|November 28, 2005
Zanu PF seals win in senate poll / US$10 million paid off to IMF
President Robert Mugabe's ruling party has sealed its victory in polls for the new Senate, winning at least 21 out of 31 seats in elections marked by voter apathy and a split opposition. The Zanu PF party was guaranteed a further 35 of the 66 seats on the new Senate thanks to an opposition boycott in many constituencies and electoral laws that reserve seats for Mugabe loyalists such as tribal chiefs. Official figures from the Zimbabwe Electoral Commission have shown Zanu PF winning 21 seats out of the 27 counted so far. The election was characterized by voter apathy, with observers saying turn-out could end up at about 15 percent of the 3.2 million registered voters in Zimbabwe.

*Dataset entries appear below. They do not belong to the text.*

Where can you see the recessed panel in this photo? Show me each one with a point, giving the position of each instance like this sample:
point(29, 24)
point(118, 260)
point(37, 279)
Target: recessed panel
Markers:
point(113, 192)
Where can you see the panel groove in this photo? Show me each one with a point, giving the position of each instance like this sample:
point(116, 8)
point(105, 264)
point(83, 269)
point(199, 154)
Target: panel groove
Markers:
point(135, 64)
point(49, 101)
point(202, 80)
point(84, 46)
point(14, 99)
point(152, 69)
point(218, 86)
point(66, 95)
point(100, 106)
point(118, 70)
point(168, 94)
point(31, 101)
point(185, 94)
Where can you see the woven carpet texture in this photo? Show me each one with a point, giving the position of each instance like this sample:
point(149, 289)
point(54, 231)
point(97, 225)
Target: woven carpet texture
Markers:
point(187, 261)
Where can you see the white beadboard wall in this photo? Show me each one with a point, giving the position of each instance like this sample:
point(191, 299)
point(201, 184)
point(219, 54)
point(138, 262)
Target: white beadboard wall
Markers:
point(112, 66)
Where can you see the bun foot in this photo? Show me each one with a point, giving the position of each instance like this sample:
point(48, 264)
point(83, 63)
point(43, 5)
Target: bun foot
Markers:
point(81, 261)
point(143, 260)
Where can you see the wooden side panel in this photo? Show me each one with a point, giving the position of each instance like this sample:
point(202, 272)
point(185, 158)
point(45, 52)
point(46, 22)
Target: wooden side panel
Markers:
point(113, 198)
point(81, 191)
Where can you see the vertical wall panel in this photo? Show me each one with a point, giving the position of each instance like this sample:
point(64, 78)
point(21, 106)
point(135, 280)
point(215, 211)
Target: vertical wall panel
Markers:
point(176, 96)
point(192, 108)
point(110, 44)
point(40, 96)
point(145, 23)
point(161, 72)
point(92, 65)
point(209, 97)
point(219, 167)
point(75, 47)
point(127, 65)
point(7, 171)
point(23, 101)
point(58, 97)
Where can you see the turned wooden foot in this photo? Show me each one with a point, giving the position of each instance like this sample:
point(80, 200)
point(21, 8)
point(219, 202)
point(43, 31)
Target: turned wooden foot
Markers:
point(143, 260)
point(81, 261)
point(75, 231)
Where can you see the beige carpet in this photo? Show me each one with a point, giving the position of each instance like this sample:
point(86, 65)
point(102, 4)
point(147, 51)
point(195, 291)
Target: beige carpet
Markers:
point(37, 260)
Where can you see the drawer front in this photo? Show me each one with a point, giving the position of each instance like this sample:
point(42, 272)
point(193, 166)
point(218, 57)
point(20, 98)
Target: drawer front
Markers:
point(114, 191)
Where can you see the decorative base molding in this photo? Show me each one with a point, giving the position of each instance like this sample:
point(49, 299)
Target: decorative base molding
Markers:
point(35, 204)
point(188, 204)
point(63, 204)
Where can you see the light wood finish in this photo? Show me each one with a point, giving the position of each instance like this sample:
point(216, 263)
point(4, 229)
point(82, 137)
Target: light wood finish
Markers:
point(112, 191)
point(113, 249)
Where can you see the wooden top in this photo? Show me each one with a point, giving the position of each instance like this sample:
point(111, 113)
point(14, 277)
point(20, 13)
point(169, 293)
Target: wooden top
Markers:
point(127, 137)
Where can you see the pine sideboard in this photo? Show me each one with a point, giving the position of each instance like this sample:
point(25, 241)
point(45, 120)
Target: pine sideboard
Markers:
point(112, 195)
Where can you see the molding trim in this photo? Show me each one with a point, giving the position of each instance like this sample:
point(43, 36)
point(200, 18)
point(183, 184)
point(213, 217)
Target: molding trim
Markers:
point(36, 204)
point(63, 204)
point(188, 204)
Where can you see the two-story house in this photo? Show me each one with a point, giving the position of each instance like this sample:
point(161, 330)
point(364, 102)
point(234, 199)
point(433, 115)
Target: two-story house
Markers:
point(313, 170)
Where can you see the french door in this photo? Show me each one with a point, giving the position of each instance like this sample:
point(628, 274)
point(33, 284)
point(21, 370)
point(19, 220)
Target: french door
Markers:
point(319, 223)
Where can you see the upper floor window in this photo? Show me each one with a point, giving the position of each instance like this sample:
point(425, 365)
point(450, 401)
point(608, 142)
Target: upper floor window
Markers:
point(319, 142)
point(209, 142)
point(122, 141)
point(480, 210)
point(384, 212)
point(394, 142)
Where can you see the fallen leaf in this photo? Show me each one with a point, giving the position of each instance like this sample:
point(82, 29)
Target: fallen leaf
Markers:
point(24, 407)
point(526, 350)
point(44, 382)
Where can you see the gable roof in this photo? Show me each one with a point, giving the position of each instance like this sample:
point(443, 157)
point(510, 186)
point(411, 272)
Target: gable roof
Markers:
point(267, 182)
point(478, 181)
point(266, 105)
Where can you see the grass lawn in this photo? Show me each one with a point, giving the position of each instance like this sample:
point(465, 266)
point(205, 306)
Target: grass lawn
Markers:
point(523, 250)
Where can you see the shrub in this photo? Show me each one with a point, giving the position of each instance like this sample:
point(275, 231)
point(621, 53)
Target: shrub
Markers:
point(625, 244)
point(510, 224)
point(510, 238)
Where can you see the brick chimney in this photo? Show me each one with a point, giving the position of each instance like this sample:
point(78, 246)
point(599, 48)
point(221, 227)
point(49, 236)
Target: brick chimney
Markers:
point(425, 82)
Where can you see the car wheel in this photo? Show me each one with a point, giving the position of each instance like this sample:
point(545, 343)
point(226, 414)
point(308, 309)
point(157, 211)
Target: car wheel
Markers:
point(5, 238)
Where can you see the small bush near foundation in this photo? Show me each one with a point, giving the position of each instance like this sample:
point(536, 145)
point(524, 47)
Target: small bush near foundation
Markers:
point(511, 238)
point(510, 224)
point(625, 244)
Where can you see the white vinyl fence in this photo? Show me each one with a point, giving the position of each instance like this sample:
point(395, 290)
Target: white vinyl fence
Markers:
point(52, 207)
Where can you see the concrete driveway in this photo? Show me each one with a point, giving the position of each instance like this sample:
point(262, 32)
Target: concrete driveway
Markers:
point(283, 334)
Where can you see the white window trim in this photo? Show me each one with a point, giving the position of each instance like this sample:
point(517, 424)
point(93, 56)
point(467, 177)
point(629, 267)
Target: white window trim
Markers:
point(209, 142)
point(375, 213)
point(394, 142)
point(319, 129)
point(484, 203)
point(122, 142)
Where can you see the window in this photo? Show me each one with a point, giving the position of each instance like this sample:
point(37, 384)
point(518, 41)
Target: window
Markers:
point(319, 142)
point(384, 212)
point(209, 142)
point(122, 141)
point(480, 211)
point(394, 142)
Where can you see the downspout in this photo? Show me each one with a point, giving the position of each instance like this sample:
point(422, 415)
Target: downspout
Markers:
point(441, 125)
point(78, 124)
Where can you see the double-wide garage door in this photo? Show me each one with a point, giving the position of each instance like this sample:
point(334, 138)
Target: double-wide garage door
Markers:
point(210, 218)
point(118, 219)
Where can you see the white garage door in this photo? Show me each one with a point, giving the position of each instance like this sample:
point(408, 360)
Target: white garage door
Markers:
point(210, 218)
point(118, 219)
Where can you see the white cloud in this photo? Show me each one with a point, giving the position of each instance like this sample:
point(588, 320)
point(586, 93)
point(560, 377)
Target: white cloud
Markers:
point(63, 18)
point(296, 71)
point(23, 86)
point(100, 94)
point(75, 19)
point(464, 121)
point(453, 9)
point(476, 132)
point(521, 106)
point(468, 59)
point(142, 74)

A renegade faction of the opposition Movement for Democratic Change (MDC), which split into two rival camps over a call to boycott the Senate elections, won at least six seats. MDC leader Morgan Tsvangirai, who had called for a vote boycott to protest at what he said was a deeply flawed electoral process, said that most voters had vindicated his position by staying away from the polls. Zanu PF used its parliamentary majority this year to push through creation of the new Senate, which will have the power to approve or reject laws passed by the lower house and which critics say will entrench the President’s hold over the country.
In the meantime, Zimbabwe has paid off a further $10 million owed to the International Monetary Fund (IMF) and is on course to clear arrears with the global lender to avoid ejection from its ranks, the central bank governor said. The IMF executive board in September gave Zimbabwe a six-month reprieve to settle its arrears or risk being expelled. "We are making good our undertaking to the IMF to clear the GRA account by March next year," Gideon Gono, the Reserve Bank governor of Zimbabwe said. "We now have $25 million outstanding in that account and we have between December and January to make good our commitment."
Zimbabwe owes a further $125 million under the Poverty Reduction and Facility Account, which brings its total arrears to $150 million. According to Gono, the country would pay off all its debt by December 2006. As the governor emphasised, the funds came from export earnings, inflows from expatriate Zimbabweans and locals working for foreign-owned organisations who were paid in foreign currency.